Regex to match if at least one match is found

Question

I am writing a program for users and their different permissions. One user can have several different permissions, but the problem is that some permissions are mutually exclusive and could cause problems while others are simply unnecessary.

Each user has a string like this:
10010111
Each digit represents a specific permission. I have a filter to determine the primary role of an individual which looks like this:
1....... or .1.......
Then I have a filter which determine if there are any exclusionary permission errors:
..1....1
Finally there is a filter for unnecessary permission errors:
...1..1.
Anything not specified by the filters is acceptable and does not need to be checked.

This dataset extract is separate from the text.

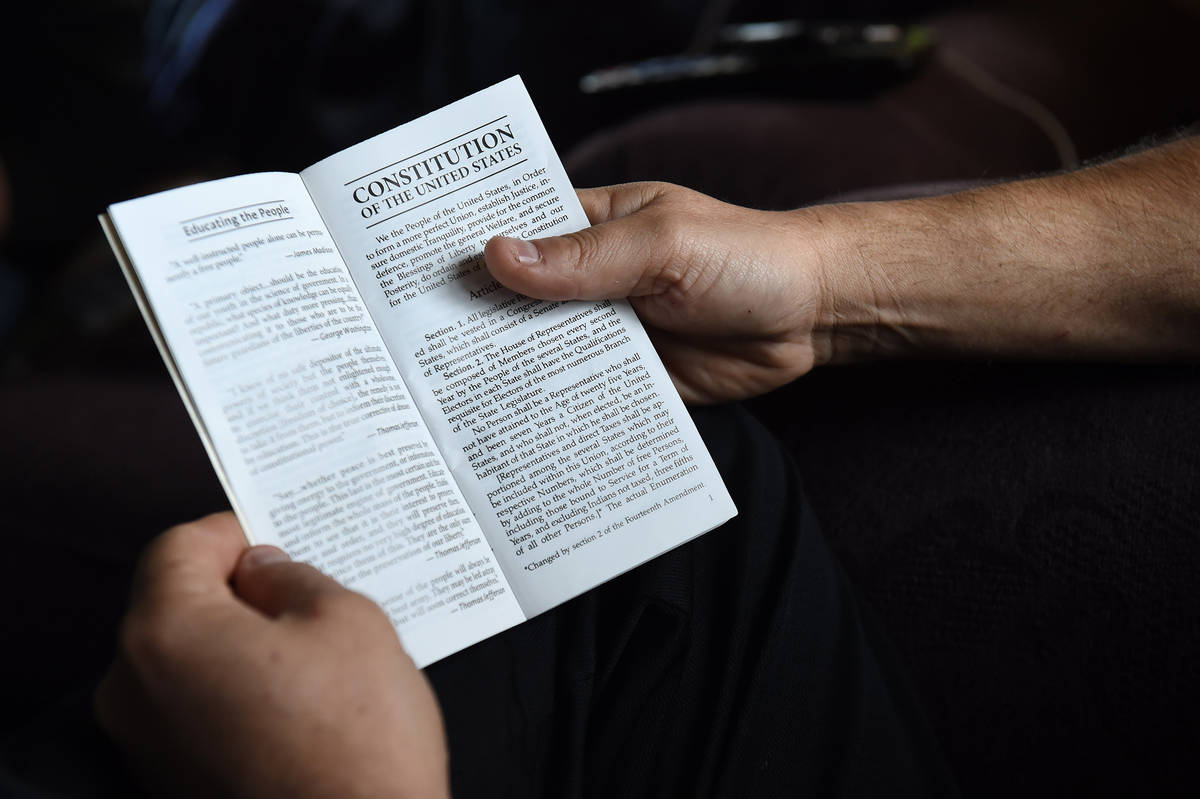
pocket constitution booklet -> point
(377, 404)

My problem is this: How can I get my regex filters to return something if at least one 1 matches, otherwise return nothing if nothing matches. I have tried by changing my filters to something like this:
..1?....1?
But it ends up matching on every single input.

Any ideas, if this is even possible?

Answer 1

since it is binary, you could just use bitwise operator.

// here is example in javascript

const userPermission     = 0b01100110;
const requiredPermission = 0b00100010;

if ((userPermission & requiredPermission) == requiredPermission) {
  console.log('this user have permission to do things');
}

this bitwise operator (&) is called AND. this operator will get the same that have 1 value on both binaries.

0110110
0010010
------- &
0010010

0110100
0010010
------- &
0010000

if it is have bits as we wanted, then it should be returns the same as the permission binary. then we just need to check if it equal to the permission .

---

but, since you are asking using regex instead. then we could just check if this is exact match with /^regexhere$/, and match any else with [01].

00100010 will becomes
/^[01]{2}1[01]{3}1[01]$/

but since binary can have various bits length, you just need to match it from the end, with /regexhere$/.

00100010 will becomes
/1[01]{3}1[01]$/